Зловещее предсказание

Париж замерз в январе 1667 года. Сена покрылась льдом настолько прочным, что по нему ходили пешком. У стен Большого Шатле каждое утро находили замерзших бедняков, и городской морг уже не вмещал тела несчастных.

В этот морозный вечер изящная карета остановилась у дома в Вильнев-сюр-Гравуа. Закутанная в меха дама в маске быстро проскользнула в дверь. Диана де Ганж, которую при дворе называли Прекрасной Провансалкой, впервые пришла к гадалке.

Знаменитая парижская предсказательница не произвела на Диану никакого впечатления. Грязные ленты на заштопанном платье, растрепанные волосы, запах дешевого вина… Ла Вуазен больше походила на трактирную служанку, чем на могущественную ворожею. Маркиза де Ганж едва сдержала гримасу разочарования, когда та потянулась к её ладони грязными пальцами.

Предсказание потекло привычным руслом – знатной даме сулили несметные богатства, далекие странствия, успех при дворе. Всё, как обычно… Но вдруг гадалка осеклась на полуслове. Её лицо, покрытое красными пятнами от неумеренных возлияний, приобрело пепельный оттенок. Мутные глаза впились в прорези маски, скрывавшей лицо посетительницы.

– Погибель! – прошипела Ла Вуазен, и этот шепот был страшнее крика. – Вас прикончит тот, кто носит ваше имя. Кровный родич занес над вами нож. Трижды костлявая придет за вами – огнем, сталью и ядом. И если не будете бдительны, год не успеет закончиться…

Тяжелый воздух затхлой комнаты словно сгустился, превратившись в удавку. Диана почувствовала, как дрожат пальцы в тонкой замше перчаток. Торопливо достав кошелек, она положила его перед гадалкой.

Ла Вуазен даже не взглянула на золото и швырнула кошель в видавший виды сундук, словно ненужный мусор. Порывшись среди склянок, она извлекла пузырек с темной жидкостью.

– Не знаю вашего имени, но вы из высшего общества. У вас была любовь, но не было счастья.

– Вы несчастны, – продолжала гадалка, разглядывая флакон на свет. – И всё же не просите того, за чем обычно приходят другие.

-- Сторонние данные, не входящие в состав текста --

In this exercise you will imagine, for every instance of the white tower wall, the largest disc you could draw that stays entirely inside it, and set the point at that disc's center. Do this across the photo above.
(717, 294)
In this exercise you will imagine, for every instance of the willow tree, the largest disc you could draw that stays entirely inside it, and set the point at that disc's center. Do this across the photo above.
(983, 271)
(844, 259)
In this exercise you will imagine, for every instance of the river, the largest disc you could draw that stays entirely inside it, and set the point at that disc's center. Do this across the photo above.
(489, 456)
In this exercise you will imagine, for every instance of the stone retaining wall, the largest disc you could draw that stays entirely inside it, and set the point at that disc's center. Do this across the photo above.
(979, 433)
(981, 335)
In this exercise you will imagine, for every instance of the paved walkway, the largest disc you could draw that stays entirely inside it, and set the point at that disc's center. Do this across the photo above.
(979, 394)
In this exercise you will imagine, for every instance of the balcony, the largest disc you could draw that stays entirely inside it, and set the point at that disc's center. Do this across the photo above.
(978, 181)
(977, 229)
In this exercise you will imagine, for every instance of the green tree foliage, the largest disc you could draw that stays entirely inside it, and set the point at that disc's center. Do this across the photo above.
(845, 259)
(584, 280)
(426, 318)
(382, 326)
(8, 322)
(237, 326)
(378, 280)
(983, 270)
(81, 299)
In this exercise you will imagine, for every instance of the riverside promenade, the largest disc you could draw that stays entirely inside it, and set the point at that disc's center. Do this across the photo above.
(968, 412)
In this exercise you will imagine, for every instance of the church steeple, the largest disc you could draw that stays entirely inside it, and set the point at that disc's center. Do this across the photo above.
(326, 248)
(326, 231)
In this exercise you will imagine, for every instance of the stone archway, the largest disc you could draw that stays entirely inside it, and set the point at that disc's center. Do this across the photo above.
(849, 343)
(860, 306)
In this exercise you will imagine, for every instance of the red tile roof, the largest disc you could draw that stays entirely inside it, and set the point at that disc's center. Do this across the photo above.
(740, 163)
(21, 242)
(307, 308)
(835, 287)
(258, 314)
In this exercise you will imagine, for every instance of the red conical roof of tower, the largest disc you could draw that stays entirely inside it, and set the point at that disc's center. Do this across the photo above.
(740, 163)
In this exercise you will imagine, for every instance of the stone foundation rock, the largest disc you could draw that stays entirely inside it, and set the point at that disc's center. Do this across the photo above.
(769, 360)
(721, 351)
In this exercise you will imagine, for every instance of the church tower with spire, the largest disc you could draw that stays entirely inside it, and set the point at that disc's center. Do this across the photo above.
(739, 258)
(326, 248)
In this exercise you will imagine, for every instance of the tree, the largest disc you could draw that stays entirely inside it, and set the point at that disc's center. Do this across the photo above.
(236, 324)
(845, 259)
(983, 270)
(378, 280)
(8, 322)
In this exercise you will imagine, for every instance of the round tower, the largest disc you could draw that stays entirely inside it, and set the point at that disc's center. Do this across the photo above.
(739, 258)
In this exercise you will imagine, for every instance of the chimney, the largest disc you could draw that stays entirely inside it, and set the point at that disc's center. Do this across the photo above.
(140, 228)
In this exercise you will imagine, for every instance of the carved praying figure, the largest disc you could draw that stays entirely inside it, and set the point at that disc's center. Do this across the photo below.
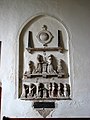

– А чего просят? – голос Дианы дрогнул.

– Неважно. Вы всё равно не поймете. – Ла Вуазен протянула флакон. – Слушайте внимательно: если после трапезы почувствуете себя плохо – примите несколько капель. Это зелье спасло многих. Спасет и вас.

Гадалка рухнула в кресло, словно это короткое пророчество истощило все её силы, а Диана на цыпочках выскользнула за дверь.

В карете она куталась в меха, но озноб не проходил. Флакон жег ладонь даже через перчатку. Странная женщина будто озвучила её тайные страхи…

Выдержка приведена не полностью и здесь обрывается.